Color has a fundamental role in data visualization through enhancing the readability and interpretability of data, and significantly impacting the viewer's ability to quickly and accurately understand the information being presented. The strategic use of color can highlight key data points, differentiate between data categories, and indicate numerical values through gradients. For instance, color can draw attention to outliers, trends, and patterns, making it easier for viewers to discern the story the data tells at a glance. Furthermore, color aids in memory retention and engagement with the visualization. By creating a visual hierarchy through color coding, viewers can prioritize information and understand complex datasets more easily. A well-designed color scale can simplify the comprehension of gradients and distributions, making it straightforward to compare magnitudes and assess relationships within the data.
This guide covers some important aspects of using color to create effective visualizations:
When thinking about what colors to use it is important to know what venue you are working in. When engaging with a viewer whether in person or indirectly through print, online etc. it is useful to anticipate what there expectations are. Consider also the content of your visualization and its wider context. If the content and the context in which it is communicated are more serious or scholarly then a color scheme reflecting these qualities should be used. If the content is more light-hearted or whimsical than a more adventurous color scheme could be used.
In the example below we see a chart with World War II casualties. In most situations, the viewer, the content and the context would anticipate something more staid such as the chart on the left; and avoid the garish, neon colors shown in the chart to the right.
Sequential
These are used for representing data that has an inherent order or progression, like a temperature gradient or time series data. Use a single color that varies in intensity or saturation.
Example:
Divergent
These are suitable for data with a critical midpoint, like positive and negative values around zero, median, mean, etc.. Divergent color scales use two distinct colors that blend at the midpoint.
Example:
Discrete
When representing distinct categories or groups, choose a set of easily distinguishable colors.
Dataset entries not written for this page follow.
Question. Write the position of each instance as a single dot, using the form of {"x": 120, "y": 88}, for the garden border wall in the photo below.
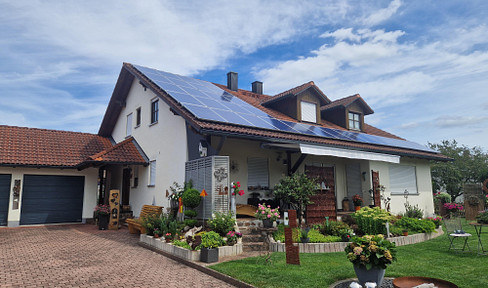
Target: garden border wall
{"x": 339, "y": 246}
{"x": 184, "y": 253}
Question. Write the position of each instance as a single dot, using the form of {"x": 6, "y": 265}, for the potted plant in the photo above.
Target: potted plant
{"x": 370, "y": 255}
{"x": 304, "y": 235}
{"x": 358, "y": 201}
{"x": 102, "y": 212}
{"x": 210, "y": 243}
{"x": 267, "y": 214}
{"x": 232, "y": 237}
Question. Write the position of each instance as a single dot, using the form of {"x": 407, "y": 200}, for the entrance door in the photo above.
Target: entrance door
{"x": 126, "y": 186}
{"x": 52, "y": 199}
{"x": 4, "y": 197}
{"x": 376, "y": 184}
{"x": 324, "y": 201}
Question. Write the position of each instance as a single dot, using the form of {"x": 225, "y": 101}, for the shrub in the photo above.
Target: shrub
{"x": 211, "y": 240}
{"x": 416, "y": 225}
{"x": 372, "y": 220}
{"x": 413, "y": 211}
{"x": 222, "y": 223}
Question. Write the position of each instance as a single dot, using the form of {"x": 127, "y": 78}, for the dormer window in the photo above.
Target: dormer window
{"x": 309, "y": 111}
{"x": 354, "y": 121}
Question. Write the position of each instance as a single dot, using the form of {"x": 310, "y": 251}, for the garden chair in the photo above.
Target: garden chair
{"x": 455, "y": 230}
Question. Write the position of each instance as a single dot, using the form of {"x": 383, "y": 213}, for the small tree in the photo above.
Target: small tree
{"x": 296, "y": 191}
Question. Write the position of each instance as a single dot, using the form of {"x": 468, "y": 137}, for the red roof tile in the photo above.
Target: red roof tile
{"x": 22, "y": 146}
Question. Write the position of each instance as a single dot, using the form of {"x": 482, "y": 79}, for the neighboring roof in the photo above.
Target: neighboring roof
{"x": 347, "y": 101}
{"x": 296, "y": 91}
{"x": 22, "y": 146}
{"x": 210, "y": 127}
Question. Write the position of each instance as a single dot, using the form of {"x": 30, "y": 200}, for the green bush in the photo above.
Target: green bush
{"x": 333, "y": 228}
{"x": 415, "y": 225}
{"x": 222, "y": 223}
{"x": 371, "y": 221}
{"x": 212, "y": 240}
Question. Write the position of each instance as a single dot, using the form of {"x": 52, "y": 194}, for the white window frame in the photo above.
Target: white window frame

Avoid colors that could imply an order or relationship between categories.
Example:
The colors you use should be consistent throughout your visualization, especially if you are comparing visualizations.
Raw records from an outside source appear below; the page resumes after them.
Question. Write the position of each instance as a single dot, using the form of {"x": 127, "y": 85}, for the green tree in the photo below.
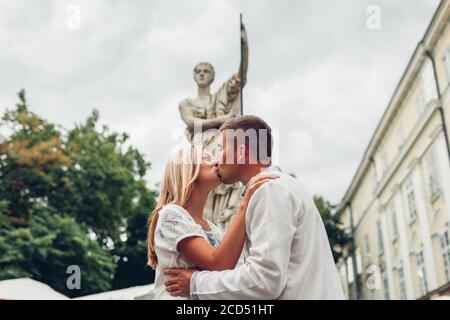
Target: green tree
{"x": 71, "y": 197}
{"x": 336, "y": 235}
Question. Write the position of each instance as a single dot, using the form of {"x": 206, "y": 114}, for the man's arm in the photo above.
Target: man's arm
{"x": 272, "y": 218}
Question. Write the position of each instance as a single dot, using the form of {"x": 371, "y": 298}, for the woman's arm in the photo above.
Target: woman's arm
{"x": 226, "y": 255}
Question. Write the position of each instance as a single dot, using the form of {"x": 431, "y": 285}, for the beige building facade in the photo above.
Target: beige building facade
{"x": 397, "y": 207}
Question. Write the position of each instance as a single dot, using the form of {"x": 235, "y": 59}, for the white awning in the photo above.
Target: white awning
{"x": 28, "y": 289}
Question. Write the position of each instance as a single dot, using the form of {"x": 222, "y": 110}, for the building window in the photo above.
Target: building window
{"x": 401, "y": 282}
{"x": 433, "y": 182}
{"x": 400, "y": 138}
{"x": 385, "y": 163}
{"x": 421, "y": 272}
{"x": 367, "y": 254}
{"x": 421, "y": 103}
{"x": 393, "y": 216}
{"x": 445, "y": 247}
{"x": 411, "y": 199}
{"x": 374, "y": 178}
{"x": 385, "y": 281}
{"x": 380, "y": 238}
{"x": 447, "y": 65}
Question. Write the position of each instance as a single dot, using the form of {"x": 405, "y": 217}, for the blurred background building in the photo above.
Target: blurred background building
{"x": 397, "y": 207}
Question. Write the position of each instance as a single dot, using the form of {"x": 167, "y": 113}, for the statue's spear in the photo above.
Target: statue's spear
{"x": 241, "y": 71}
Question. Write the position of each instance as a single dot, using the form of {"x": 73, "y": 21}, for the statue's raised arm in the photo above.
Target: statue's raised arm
{"x": 244, "y": 62}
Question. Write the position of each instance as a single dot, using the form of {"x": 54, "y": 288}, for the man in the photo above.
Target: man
{"x": 287, "y": 253}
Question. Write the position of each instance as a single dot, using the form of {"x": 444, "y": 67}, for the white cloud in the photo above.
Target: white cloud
{"x": 316, "y": 72}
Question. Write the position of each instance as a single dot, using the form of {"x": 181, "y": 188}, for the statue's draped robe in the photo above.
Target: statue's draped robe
{"x": 223, "y": 201}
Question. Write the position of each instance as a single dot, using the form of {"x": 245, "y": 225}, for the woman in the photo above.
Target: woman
{"x": 178, "y": 235}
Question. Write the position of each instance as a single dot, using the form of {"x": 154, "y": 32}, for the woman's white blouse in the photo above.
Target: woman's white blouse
{"x": 175, "y": 224}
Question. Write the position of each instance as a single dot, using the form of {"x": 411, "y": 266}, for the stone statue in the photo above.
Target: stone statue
{"x": 211, "y": 111}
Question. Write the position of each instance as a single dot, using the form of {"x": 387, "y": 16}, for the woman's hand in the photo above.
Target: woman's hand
{"x": 255, "y": 183}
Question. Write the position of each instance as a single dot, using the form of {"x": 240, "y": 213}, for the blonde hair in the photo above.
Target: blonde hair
{"x": 181, "y": 171}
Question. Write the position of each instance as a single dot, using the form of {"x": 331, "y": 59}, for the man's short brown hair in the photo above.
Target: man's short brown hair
{"x": 262, "y": 129}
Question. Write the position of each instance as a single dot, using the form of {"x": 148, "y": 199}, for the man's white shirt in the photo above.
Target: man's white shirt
{"x": 287, "y": 253}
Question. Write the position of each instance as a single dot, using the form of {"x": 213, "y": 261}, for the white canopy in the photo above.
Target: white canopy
{"x": 28, "y": 289}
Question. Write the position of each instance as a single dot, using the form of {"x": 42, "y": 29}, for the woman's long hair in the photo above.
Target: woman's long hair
{"x": 181, "y": 171}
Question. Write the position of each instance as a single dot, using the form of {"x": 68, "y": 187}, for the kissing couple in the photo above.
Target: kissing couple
{"x": 286, "y": 250}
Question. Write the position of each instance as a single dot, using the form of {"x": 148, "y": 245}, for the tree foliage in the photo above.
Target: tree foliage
{"x": 71, "y": 197}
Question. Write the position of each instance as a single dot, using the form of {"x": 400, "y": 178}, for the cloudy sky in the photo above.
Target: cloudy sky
{"x": 317, "y": 72}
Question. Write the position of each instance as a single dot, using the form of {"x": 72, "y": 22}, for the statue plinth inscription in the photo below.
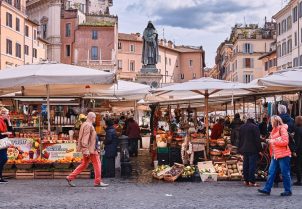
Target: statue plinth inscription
{"x": 149, "y": 73}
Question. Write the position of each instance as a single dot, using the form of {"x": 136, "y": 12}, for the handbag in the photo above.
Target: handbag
{"x": 5, "y": 143}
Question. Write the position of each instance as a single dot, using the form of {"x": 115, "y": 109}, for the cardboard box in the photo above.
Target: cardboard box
{"x": 209, "y": 176}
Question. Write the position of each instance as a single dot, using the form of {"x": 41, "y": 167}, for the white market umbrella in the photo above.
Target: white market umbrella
{"x": 289, "y": 78}
{"x": 207, "y": 87}
{"x": 53, "y": 79}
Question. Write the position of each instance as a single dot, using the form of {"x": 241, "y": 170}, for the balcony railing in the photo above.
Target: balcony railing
{"x": 15, "y": 4}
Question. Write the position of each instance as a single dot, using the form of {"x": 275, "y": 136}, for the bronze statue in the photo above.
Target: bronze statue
{"x": 150, "y": 47}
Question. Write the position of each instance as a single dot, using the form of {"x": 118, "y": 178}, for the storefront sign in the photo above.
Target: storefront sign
{"x": 59, "y": 151}
{"x": 23, "y": 149}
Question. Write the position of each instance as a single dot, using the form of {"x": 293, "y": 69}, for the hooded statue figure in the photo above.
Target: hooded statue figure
{"x": 150, "y": 47}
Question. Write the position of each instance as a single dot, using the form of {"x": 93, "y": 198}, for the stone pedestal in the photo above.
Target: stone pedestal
{"x": 151, "y": 79}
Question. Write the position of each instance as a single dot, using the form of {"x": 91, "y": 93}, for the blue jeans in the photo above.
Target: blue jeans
{"x": 3, "y": 160}
{"x": 249, "y": 166}
{"x": 284, "y": 164}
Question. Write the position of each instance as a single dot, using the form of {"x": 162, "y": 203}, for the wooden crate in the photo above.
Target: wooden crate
{"x": 9, "y": 174}
{"x": 43, "y": 174}
{"x": 25, "y": 174}
{"x": 84, "y": 175}
{"x": 61, "y": 174}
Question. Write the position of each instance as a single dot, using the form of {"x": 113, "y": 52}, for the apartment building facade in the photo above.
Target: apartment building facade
{"x": 19, "y": 41}
{"x": 92, "y": 43}
{"x": 248, "y": 44}
{"x": 289, "y": 35}
{"x": 175, "y": 64}
{"x": 63, "y": 23}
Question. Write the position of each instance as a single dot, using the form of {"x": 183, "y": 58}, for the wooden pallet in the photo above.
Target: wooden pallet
{"x": 9, "y": 174}
{"x": 42, "y": 174}
{"x": 25, "y": 174}
{"x": 61, "y": 174}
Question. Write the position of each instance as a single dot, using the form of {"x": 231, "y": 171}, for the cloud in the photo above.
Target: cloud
{"x": 193, "y": 22}
{"x": 192, "y": 14}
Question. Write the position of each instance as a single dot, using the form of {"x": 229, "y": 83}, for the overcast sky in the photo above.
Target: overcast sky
{"x": 193, "y": 22}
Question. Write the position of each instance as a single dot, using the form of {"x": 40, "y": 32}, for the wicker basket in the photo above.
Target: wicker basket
{"x": 8, "y": 166}
{"x": 43, "y": 165}
{"x": 24, "y": 166}
{"x": 61, "y": 165}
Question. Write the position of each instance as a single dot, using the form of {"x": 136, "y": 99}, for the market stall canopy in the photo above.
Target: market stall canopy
{"x": 284, "y": 79}
{"x": 124, "y": 90}
{"x": 62, "y": 79}
{"x": 206, "y": 86}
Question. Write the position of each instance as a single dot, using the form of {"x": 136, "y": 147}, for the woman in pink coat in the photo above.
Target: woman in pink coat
{"x": 281, "y": 155}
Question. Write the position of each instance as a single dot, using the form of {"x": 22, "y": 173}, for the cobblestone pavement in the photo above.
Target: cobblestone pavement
{"x": 140, "y": 192}
{"x": 126, "y": 194}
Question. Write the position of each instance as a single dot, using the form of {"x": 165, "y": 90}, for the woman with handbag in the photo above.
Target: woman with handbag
{"x": 5, "y": 127}
{"x": 281, "y": 155}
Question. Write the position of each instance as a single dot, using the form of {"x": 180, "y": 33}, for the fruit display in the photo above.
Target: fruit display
{"x": 221, "y": 169}
{"x": 233, "y": 169}
{"x": 188, "y": 172}
{"x": 215, "y": 152}
{"x": 160, "y": 171}
{"x": 174, "y": 172}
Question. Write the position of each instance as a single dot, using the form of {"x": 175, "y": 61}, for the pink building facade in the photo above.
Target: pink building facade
{"x": 176, "y": 63}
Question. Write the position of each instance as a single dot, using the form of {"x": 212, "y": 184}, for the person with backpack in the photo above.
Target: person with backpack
{"x": 298, "y": 153}
{"x": 281, "y": 156}
{"x": 235, "y": 126}
{"x": 87, "y": 145}
{"x": 5, "y": 131}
In the example below the categorical variables (Yes and no) are colored differently and will lead to confusion.
Inconsistent coloring of variables
In the below example the categories have the same color in both charts:
Consistent coloring of variables
There are a variety of barriers to color accessibility such as color blindness where physiological characteristics affect the ability to perceive color. This in turn affects how intelligible the visualization is and ultimately the story you are trying to tell. Color agnosia is another, cognitive, barrier to color interpretation whereby a viewer has difficulty recognizing and naming colors, though the colors may appear as they do to people with regular vision.
In most circumstances it will be impossible to know in advance what kind of barriers are present among viewers and there is really no color palette that will make visualizations completely accessible to all people (see, for example, the monochromatic simulation below where everything appears in gray scales). However, understanding what kinds of visual impairments exist and how they affect the way people see is a useful skill to have and may make it easier to communicate in some situations when engaging directly with diverse populations
In the examples below you can see a rainbow color ramp on the left with a simulation of what people with various types of colorblindness will see on the right.
Achromatopsia is very rare type of colorblindness resulting in a complete lack of color cells. People with Achromatopsia are also very sensitive to all light.
Blue cone monochromacy also called S-cone monochromacy, is a rare and severe form of color blindness caused by having only one type of functioning cone cell in their eyes, which is typically sensitive to blue light.
Deuteranopia is caused by a lack of green cone cells and people with deuteranopia are unable to distinguish green and red.
Protanopia is caused by a lack of red cone cells and people with protanopia are unable to distinguish green and red.
Protanomaly is caused by a red cone cell that is shifted toward the green cone's sensitivity.
Tritanomaly also called blue-yellow color blindness individuals have all three types of cone cells in their eyes, but the blue cone cells are affected and perceive blue and yellow colors differently than individuals with normal color vision.
Tritanopia (Blue colorblindness) is a rare form of color blindness where individuals have a deficiency in blue cone cells, leading to difficulty distinguishing between blue and green or yellow and red.